Our '95 Neon Sport was purchased new & the oil & filter every 3000K miles or 6 months, which ever comes first. The engine is running perfectly & I can't remember the last time required any shop work. ...
Never blew the head gasket on that thing, eh? I thought surely they've all failed by now. A '95 Neon Sport was my first brand new car. I was 24 in '94 when I bought it. It was a 5-speed red 4-door with the surf board rear spoiler. I was damn proud of that car. But by 30K miles, the car really started to feel like it was falling apart...and I was never abusive to it. While I never had the dreaded head gasket problem with it (why would I after only 30K), I did have numerous fuel pump failures that would leave me stranded every time. I also had exhaust and engine mount problems. Finally, I got into a fender bender with it. Got it fixed via insurance and promptly traded it in.
Since I'm here, I might as well dispense my opinion on the oil-change thing... Use the cheapest oil available that meets the car's owner's manual's requirements for weight and class (look at that "starburst" symbol on the bottle). The logic being, like gasolines, all dino oils are basically the same. And change it no more or less frequently than recommended in that owner's manual. If it's a turbo, go with synthetic. If it's an N/A, there's no justifiable reason in the world to use anything other than good old dino oil (again, unless the manual says otherwise). Some people frown upon certain filters (Fram). As long as it gets changed every time, any brand of filter will do. Some people change the washer every time, others never change it, yet others are somewhere in between. It's real simple; if you notice a slight leak, change it. If not, keep reusing it 'til it does...you may never really need
to change it. If you do go synthetic, you're not
absolved of the requirement to change it just as frequently as you would dino oil. After all, it's still picking up the same corrosive and potentially abrasive contaminants!

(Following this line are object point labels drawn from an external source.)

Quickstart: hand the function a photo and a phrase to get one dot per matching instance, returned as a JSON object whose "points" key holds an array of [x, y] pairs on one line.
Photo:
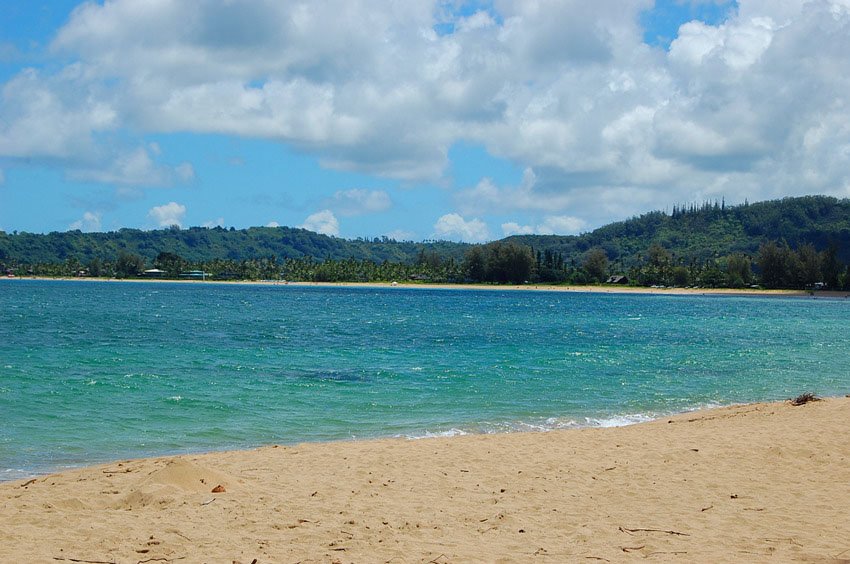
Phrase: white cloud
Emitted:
{"points": [[359, 202], [752, 107], [551, 225], [89, 222], [323, 222], [453, 226], [185, 172], [134, 168], [168, 214]]}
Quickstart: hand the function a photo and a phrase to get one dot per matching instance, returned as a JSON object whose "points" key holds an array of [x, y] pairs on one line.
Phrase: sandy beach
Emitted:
{"points": [[761, 482], [596, 289]]}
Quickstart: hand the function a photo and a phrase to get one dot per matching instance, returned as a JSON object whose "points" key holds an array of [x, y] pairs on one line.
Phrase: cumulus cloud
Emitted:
{"points": [[324, 222], [453, 226], [751, 107], [135, 168], [89, 222], [168, 214], [359, 202], [551, 225]]}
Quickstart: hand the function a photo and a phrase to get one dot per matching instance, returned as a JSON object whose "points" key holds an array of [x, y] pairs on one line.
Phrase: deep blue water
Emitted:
{"points": [[94, 371]]}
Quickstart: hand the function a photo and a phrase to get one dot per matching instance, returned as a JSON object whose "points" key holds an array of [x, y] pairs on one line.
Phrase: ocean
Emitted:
{"points": [[97, 371]]}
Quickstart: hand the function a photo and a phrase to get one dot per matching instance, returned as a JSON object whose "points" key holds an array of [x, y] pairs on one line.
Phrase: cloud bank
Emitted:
{"points": [[754, 107]]}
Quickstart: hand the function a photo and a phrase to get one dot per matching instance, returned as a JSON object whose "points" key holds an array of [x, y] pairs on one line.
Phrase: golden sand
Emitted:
{"points": [[762, 482]]}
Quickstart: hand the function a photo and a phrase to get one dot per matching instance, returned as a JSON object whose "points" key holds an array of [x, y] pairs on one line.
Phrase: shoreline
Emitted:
{"points": [[754, 482], [590, 289]]}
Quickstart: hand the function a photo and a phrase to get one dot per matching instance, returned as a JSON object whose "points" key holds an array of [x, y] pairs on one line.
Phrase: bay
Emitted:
{"points": [[97, 371]]}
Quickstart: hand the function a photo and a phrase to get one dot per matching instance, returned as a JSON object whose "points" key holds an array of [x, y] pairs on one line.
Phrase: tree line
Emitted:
{"points": [[775, 265]]}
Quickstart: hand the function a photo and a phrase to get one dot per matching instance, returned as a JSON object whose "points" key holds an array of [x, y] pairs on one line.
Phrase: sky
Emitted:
{"points": [[415, 119]]}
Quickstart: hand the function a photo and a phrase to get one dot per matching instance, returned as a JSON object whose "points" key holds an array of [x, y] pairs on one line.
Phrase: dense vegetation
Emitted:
{"points": [[790, 243]]}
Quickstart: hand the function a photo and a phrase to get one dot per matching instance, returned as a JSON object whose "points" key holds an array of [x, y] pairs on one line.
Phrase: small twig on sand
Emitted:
{"points": [[641, 530], [85, 561]]}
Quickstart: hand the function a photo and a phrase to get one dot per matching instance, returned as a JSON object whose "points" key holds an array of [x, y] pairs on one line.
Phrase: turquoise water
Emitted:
{"points": [[93, 371]]}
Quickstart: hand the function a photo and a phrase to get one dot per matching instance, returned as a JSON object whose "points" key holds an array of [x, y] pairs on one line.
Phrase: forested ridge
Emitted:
{"points": [[793, 242]]}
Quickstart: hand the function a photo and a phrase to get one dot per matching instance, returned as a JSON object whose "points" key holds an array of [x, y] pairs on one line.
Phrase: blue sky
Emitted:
{"points": [[442, 119]]}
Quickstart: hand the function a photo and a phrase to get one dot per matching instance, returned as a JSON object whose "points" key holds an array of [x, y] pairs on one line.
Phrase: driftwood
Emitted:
{"points": [[642, 530], [803, 399]]}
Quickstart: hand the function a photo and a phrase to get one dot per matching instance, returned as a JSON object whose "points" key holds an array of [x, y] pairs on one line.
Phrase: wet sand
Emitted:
{"points": [[753, 483]]}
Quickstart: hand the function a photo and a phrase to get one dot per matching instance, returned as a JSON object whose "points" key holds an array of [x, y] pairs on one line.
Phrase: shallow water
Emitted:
{"points": [[93, 371]]}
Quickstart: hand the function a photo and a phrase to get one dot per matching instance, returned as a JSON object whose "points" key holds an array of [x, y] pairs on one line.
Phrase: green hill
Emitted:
{"points": [[200, 244], [701, 233], [793, 242]]}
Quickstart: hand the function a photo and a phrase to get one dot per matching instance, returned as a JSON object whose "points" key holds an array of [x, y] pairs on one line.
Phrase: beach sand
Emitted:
{"points": [[761, 482], [404, 285]]}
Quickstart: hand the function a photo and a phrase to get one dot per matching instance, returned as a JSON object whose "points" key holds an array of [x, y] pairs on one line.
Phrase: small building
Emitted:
{"points": [[194, 275]]}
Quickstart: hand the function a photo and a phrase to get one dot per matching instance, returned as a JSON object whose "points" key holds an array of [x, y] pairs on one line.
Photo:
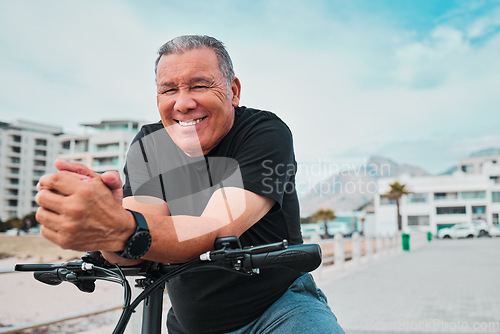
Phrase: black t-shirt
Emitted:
{"points": [[257, 155]]}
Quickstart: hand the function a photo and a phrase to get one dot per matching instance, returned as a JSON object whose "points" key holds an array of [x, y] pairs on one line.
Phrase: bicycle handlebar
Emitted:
{"points": [[228, 255]]}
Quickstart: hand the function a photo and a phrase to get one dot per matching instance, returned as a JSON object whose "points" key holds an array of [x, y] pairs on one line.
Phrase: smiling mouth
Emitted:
{"points": [[190, 122]]}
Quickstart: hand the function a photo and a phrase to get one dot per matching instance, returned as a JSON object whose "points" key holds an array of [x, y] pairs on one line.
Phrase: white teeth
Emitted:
{"points": [[191, 122]]}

Finally, be mindful of cold starts. More specifically, how you drive the car while the engine is warming up. My rule of thumb is, pretend there is an egg
between your right foot and the gas pedal, and you're trying not to break it, by stepping too hard or too quickly... Once it warms up, of course, drive it normally.
You may have many problems with a car over the course of it's life, but if you follow these rules, engine wear will likely never be one of them.